OPINION: So considerably more men are going through anger management programmes in South Canterbury than was the case a decade ago.
That's one of those statements that could be used to support different perspectives on domestic violence, without the proper context around it. It could be argued that such an increase meant the problem was growing, but it could just as easily be viewed as an indication that increased awareness of the problem had led to more cases being identified, resulting in the increased numbers of those going through the programmes.
It's the context that we need to examine such issues properly, and it was provided in our lead story yesterday. In the year to June, 90 men referred themselves to programmes under the auspices of the South Canterbury Violence Intervention Project (SCVIP). That was out of a total of 162 men on such programmes, meaning 56 per cent of those on the programmes were self-referred.
What that says about how many men there are in South Canterbury who have issues in managing their anger, and how that might feed into actual incidents of domestic violence, is not absolutely clear, but it certainly does indicate that more and more of the men who struggle with such problems are confronting them.
SCVIP manager Allan Walker told the Herald public campaigns like "It's Not OK" had contributed to self-referrals. The White Ribbon campaign, which specifically targets violence against women, will no doubt have helped as well, with prominent men in local communities often featured wearing the campaign's ribbons.

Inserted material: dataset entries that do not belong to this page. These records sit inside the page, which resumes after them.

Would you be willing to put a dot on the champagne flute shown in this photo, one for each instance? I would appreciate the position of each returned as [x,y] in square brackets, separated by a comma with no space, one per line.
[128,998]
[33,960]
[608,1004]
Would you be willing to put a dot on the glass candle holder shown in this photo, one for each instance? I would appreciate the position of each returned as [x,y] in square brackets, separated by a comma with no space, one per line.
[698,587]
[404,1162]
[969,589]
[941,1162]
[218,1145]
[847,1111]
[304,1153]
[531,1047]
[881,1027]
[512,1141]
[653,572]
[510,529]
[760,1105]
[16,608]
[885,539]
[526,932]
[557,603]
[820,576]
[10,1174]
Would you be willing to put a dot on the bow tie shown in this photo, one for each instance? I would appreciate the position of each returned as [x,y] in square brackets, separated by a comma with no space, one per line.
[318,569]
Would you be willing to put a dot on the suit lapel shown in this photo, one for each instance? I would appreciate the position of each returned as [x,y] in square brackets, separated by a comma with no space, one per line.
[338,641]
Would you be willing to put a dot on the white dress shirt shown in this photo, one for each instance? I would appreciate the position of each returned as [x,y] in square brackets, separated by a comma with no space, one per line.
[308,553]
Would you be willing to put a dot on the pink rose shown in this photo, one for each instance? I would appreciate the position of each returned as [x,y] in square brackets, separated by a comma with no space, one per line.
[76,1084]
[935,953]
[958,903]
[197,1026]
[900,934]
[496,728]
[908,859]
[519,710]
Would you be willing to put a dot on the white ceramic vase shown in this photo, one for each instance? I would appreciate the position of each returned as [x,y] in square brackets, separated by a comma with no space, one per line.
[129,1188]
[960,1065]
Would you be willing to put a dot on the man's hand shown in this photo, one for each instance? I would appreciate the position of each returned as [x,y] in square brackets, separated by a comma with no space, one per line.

Like so many societal problems, bringing them out into the light is usually the best way to address them.
The front of the SCVIP leaflet features a question that, for those who do struggle with the issue, would be decidely confronting: "Is your anger/violence hurting others and yourself?"
It's not that different a question from "Is your drinking hurting others and yourself?" In both cases, though, an answer in the affirmative would not be easy to give, but would be the undoubted first step towards addressing that problem.
So the fact that in the year to June, 90 men in South Canterbury had the intestinal fortitude to answer yes to that question is one that should encourage us. It won't have been easy, it will have been shaming, in the same way that standing up and telling a group "My name is X and I am an alcoholic" would be.
But it means they've started down the road to a solution. If more men having the guts to do that means an increase in the overall numbers on such programmes, we should see that as a positive thing.